Frankreich nach den Anschlägen auf Charlie Hebdo Einschätzungen aus anarchistischer Sicht

Vortrag und Diskussion mit Lou Marin, Marseille

Do, 21. Mai 2015 20:00 VoKü ab 19:00

Charlie HebdoVom 7.-9. Januar 2015 wurden bei einem islamistischen Anschlag in Paris auf die Redaktion des Satireblatts „Charlie Hebdo“ sowie auf einen jüdischen Supermarkt insgesamt 17 Menschen ermordet. Im Anschluss zogen Hunderttausende im Einklang mit Staatsherren und –frauen vieler Länder unter der Parole „Ich bin Charlie“ durch Paris. Die französische Regierung nahm für sich die Verteidigung der Pressefreiheit in Anspruch, reagierte aber sofort mit juristischen Aburteilungen für verbale „Legitimation des Terrorismus“ und innenpolitischen Gesetzesverschärfungen, setzte den eine Militärpräsenz im Innern legitimierenden „Plan Vigipirate“ um und verstärkte ihre Kriegseinsätze in Afrika und in den arabischen Ländern u.a. durch die Entsendung des Flugzeugträgers Charles de Gaulle in den Persischen Golf.

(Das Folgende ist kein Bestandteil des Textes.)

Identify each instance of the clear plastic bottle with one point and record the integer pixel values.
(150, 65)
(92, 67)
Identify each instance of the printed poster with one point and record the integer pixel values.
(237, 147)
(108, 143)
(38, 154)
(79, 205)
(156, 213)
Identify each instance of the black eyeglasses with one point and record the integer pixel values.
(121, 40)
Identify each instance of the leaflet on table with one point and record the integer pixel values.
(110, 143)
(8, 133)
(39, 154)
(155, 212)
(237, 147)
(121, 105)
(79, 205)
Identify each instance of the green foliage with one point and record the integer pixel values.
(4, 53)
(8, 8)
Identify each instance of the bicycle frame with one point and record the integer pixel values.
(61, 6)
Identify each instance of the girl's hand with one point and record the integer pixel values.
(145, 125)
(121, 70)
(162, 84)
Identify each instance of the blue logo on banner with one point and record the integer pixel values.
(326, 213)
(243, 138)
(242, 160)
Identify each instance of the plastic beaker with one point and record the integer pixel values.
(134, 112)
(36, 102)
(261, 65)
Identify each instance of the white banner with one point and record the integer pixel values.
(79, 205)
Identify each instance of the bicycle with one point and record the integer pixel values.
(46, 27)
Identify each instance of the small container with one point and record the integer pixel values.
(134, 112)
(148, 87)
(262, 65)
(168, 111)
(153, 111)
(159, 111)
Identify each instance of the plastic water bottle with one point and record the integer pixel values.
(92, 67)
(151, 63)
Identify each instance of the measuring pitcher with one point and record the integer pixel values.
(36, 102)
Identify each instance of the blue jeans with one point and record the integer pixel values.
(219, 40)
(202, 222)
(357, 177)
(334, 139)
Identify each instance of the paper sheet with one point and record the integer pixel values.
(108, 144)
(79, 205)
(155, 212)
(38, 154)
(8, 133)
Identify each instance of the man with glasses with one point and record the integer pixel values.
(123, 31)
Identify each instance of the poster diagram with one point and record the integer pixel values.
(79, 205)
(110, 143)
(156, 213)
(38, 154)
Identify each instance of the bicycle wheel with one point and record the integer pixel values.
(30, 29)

In der Folge der Anschläge gab es Gegenanschläge auf Moscheen in Frankreich sowie Verwüstungen jüdischer Friedhöfe. Nebeneinander stehen ein antimuslimischer Rassismus der weißen Mehrheitsgesellschaft sowie ein unübersehbarer Antisemitismus sowohl mitten aus der Mehrheitsgesellschaft als auch aus den Reihen verarmter migrantischer Jugendlicher aus den Vorstädten. Frankreich bietet ein Bild gesellschaftlicher Zerrissenheit, aus dem der neofaschistische Front National zunehmendes WählerInnenpotential rekrutiert.

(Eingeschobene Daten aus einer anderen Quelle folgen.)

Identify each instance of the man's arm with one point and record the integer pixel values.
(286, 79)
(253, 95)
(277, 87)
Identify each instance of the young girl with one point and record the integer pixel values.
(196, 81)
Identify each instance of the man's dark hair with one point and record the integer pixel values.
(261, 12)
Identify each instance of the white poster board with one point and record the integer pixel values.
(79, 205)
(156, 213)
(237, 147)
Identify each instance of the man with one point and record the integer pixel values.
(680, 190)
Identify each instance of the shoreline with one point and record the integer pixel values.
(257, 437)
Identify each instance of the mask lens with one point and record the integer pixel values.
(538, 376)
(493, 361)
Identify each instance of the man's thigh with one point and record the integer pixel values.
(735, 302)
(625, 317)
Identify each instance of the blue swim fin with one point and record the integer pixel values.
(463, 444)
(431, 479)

Wie reagiert das in Frankreich zwar minoritäre, aber als soziale Strömung auch zahlenmäßig wahrnehmbare libertäre Milieu, wie reagieren die verschiedenen libertären Strömungen auf diese Entwicklungen? Wie ist die Geschichte der Satirezeitung „Charlie Hebdo“ einzuschätzen, die anfangs durchaus als libertäre Satirezeitung eingeschätzt worden ist, der aber heute meist eine eher sozialliberale Ideologie bescheinigt wird? Welche prägenden internen Auseinandersetzungen hat es innerhalb der Geschichte dieser Zeitung in jüngster Zeit gegeben?

Lou Marin ist Autor, Übersetzer und Journalist der deutschsprachigen gewaltfrei-anarchistischen Zeitung Graswurzelrevolution, Autor diverser Artikel für die libertäre französische Wochenzeitung Le Monde libertaire und lebt seit 2001 in Marseille.